I don’t pretend to know every step along the way, but I knew, unexpectedly standing behind Thomas the other day that I was in the presence of the scene of a miracle —  he embodies the power of prayer, the reality of the supernatural; he and his wife are a testament to faith. Good doctors, of course, play no small role in his being alive and improving, but the hope and gratitude he and Natalie demonstrate is rooted in something eternal.

I tell you all this because it’s inspiring, but also because today his friends are using social media today —  #IStandWithThomasPeters Day —  to help raise money for some of the funds Thomas and Natalie Peters need for the unexpected bills they face. You can find information on the campaign here.

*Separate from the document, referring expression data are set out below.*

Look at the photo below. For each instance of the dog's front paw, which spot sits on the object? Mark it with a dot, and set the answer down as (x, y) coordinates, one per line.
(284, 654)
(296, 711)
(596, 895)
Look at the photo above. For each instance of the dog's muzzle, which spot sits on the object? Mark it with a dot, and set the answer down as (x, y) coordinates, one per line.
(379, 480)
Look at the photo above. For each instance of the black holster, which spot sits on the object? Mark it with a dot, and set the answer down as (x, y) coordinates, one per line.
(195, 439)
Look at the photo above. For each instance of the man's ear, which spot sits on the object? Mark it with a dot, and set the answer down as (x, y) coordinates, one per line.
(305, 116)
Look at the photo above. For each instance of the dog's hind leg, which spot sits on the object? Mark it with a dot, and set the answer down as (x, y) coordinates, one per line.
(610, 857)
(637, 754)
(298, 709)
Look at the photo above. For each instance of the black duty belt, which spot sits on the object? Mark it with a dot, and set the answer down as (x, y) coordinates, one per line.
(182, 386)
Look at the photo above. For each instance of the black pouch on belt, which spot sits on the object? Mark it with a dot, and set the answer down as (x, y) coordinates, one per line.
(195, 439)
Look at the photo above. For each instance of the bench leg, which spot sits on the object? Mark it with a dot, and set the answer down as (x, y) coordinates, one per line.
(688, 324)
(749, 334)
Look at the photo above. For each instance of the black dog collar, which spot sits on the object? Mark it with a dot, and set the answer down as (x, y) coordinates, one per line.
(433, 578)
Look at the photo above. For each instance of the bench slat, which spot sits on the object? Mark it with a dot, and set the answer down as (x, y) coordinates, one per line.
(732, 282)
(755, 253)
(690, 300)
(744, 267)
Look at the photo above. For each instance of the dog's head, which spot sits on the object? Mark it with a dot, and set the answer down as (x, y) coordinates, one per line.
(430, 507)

Thomas recently reflected:

The accident has taught me that I am a work still in progress and anything I do achieve is for God’s glory. I completed my term of inpatient rehabilitation this week and the hard work of learning to live on my own again (with the tremendous help of my wife) has just begun, as has grueling outpatient therapy to regain more of the strength and muscle systems I have lost. The vast, vast majority of individuals with my injury never walk again, but there remain signs that I could beat these long odds, and I have been praying to St. Jude for such a miracle. The majority of individuals with an injury like mine never regain the use of their hands – I have had to write these reflections using a knuckle of my right pinky on a touchscreen, if you can believe it. But through the intercession of St. Francis, I am recovering some finger function in my left hand. There are troubling signs that my life will forever be plagued with neuropathic pain, but as I have learned, pain can be offered up and need not inhibit living a good and worthy life.

In the coming months, I will be focusing on prayer, reflection and recovery, then we will know more about what the future holds. I don’t quite remember how it began, but during one of the many sleepless nights spent in the Baltimore ICU, unsure of what that night and the next day would hold, I was inspired by the example of Samuel in the Old Testament, and began quietly saying to God, “Speak, Lord, your servant is listening.” This remains my prayer. I do not know what the future holds. But I do know that as long as I have breadth, and with whatever limbs and muscles I can move, I will strive to serve the Lord and do His will. What else is a life for?

I am reminded of the prayer from Cardinal Mercier:

O Holy Spirit, spouse of my soul, I adore You. Enlighten me, guide me, strengthen me, console me. Tell me what I should do; give me your orders. I promise to submit myself to all that You desire of me and to accept all that You permit to happen to me. Let me only know Your Will.

Amen.  Thanks be to God for people looking out for one another, helping out brothers and sisters working to accept what is permitted, for His greater glory.